What comes next is a greater game: the game of life

The day after his last athletic competition for Overton High School senior Timothy Hawkins posted on Facebook that “the second day is always the worst.”

Hoping to cheer him up with a little self-deprecating humor, I mentioned that it had been well over 6,000 days since I last participated in varsity athletics for OHS and it was still something I missed.

The only consolation I could offer at the time was: “it gets better” and indeed it does.

A few days later senior Christopher Harris sprinted his way to a Top 5 finish in the UIL State Meet in Austin. While two gold medals were no doubt his goal, Harris did his town, his school, and himself proud by running among the very best in our great state.

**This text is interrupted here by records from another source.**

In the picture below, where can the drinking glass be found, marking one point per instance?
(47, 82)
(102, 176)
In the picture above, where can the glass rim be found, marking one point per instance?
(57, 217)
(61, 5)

Saturday night the Mustang varsity baseball team was upended by state-ranked Cayuga in a thriller that came down to the wire. Our boys showed a lot of grit and verve to the bitter end, and took the defeat with class.

For seniors Austin McCasland, Dalton Jeffers, Derek Graham, Forrest Lee, Spencer Wright, and Tyler Rhodes it was the last game they’ll ever play in Overton High School uniforms.

With a fourth consecutive post-season appearance it was also the capstone of a brilliant run, a run that began when they were all still little leaguers.

The end has come for another class of senior athletes here in the “Oil Belt.” Something that began (for most of them) in grade school has drawn to a close with great flashes of glory that will shine, like stars, for years after the time has passed.

I remember that feeling. I remember looking at my brother and cousin, both of whom I had also known as teammates, and saying, “It’s over.”

The crushing feeling of finality that accompanied that small utterance didn’t really hit home until the athletic banquet several weeks later. But when it hit, it took the wind right out of me.

You spend so much time with these people, these teammates, these coaches, these parents who make the drive to every game, who linger along the fences during practice. It’s all building toward some great vague something in the future, and then it just… ends. Sometimes it ends with a trophy or a medal and sometimes it ends with an empty locker room, the echoes of the crowd fading into silence.

But, no matter the accomplishment, the ending is always bittersweet.

My advice to you young men and women who have finished your high school athletic careers is to allow yourself to miss it, to allow yourself to feel the ache of its end. Don’t play it cool, and don’t try to pretend it didn’t matter. It did.

Allow yourself to feel the pain of the finality, because it is truly over.

Of course, some of you may be gifted/fortunate enough to go on and play at the next level, but it won’t be the same. Don’t expect it to be. This time in your life is singular.

Nothing you will ever do will ever be the same as the years you have spent wearing Kelly Green or Columbia Blue for your beloved alma mater. But at the same time, do not be so foolish as to think your best years are behind you.

I have so many fond memories of my years wearing the green and white for Overton, we won a lot back then and had some great times. There are guys I knew then that I remain close friends with to this day.

But everything I’ve experienced since has overshadowed everything I enjoyed about high school. Although my memories of high school sports consist of far more highs than lows, I wouldn’t trade the joys and sorrows of the last 15 years for any of them.

With life, not unlike sports, you’ll find that sometimes you win and sometimes you lose. I think you’ll find that you are rarely defined by the result of your efforts but by how you handle them.

Adversity as well as triumph will each be found in the years to come. Learn from the former and relish the latter.

Understand the greatest lesson that sports can teach you, in the immortal words of famed sportswriter Grantland Rice“For when the One Great Scorer comes to mark against your name, He writes – not that you won or lost, but how you played the Game.”

I thank you Seniors of 2012 for the memories, and wish you all the best in the “game of life.”